Elle expose ensuite que l’article 546 du Code de procédure civile dispose en son premier alinéa que le droit d’appel appartient à toute partie qui y a intérêt, si elle n’y a pas renoncé et que l’article 911-1 du Code de procédure civile dispose en son troisième alinéa que la partie dont la déclaration d’appel a été frappée de caducité en application des article 902,905-1,905-2 ou 908 ou dont l’appel a été déclaré irrecevable n’est plus recevable à former un appel principal contre le même jugement et à l’égard de la même partie; qu’en l’espèce l’appel enregistré sous le n°RG 23/11997 suivant déclaration d’appel du 13 juillet 2023 n’a pas été suivi du dépôt au greffe d’un mémoire d’appelant dans le délai de trois mois fixé par l’article R.311-26 du Code de l’expropriation rendant alors l’appel caduc ; qu’en application des articles 546 et 911-1 du Code de procédure civile, le second appel à l’encontre du même jugement et à l’égard des mêmes parties régularisé par la SCI Les Mitans suivant déclaration du 9 août 2023 et enregistré sous le n° RG 23/14177 ne pourra qu’être jugé irrecevable.
La SCI les Mitans rétorque qu’elle a régularisé une déclaration d’appel le 9 août 2023, que le mémoire a été communiqué à la cour tant par RPVA que par lettre recommandée avec accusé de réception du 6 novembre 2023 ; de fait, il est établi qu’elle a bien notifié un mémoire dans les trois mois de la déclaration d’appel ; que L’EPIC [Localité 22] [Localité 30] Aménagement indique que le précédent appel du 13 juillet 2023 (RG 23/11997) étant caduc au fondement de l’article R.311-26 du Code de l’expropriation la SCI Les Mitans était irrecevable à former appel le 9 août 2023 (RG 23/14177).
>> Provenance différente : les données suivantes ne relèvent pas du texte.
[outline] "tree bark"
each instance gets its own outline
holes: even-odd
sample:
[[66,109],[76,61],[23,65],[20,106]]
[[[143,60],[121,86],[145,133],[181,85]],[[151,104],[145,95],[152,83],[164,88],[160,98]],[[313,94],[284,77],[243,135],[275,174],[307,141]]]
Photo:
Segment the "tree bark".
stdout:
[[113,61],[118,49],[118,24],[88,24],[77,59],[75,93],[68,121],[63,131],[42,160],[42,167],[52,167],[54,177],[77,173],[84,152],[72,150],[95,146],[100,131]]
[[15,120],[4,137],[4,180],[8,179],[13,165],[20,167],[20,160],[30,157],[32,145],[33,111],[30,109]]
L’article 911-1 du code de procédure civile ne prévoit pas cette hypothèse et la Cour de cassation a rappelé par arrêt du 1er octobre 2020 (n°19-11.490) et par arrêt du 19 mai 2022 (n°21-10.422) que l’article 911-1 alinéa 3 du Code de procédure civile limitant le droit d’appel d’une partie doit être interprété de manière très restrictive et uniquement dans les hypothèses de caducité d’appel prononcé au visa des articles 902, 905-1, 905-2 ou 908, ce qui n’est pas le cas en l’espèce ; que la caducité du premier appel n’a pas été prononcée.
Le commissaire du Gouvernement considère que seule la déclaration d’appel enregistrée sous le n° RG 23/11997 encourt la caducité, à défaut de dépôt d’un mémoire et des pièces justificatives dans les délais prévus par les textes; qu’à la date de la seconde déclaration d’appel du 9 août 2023, la déclaration d’appel n° RG 23/11997 n’était pas frappée de caducité et ni l’appel déclaré irrecevable.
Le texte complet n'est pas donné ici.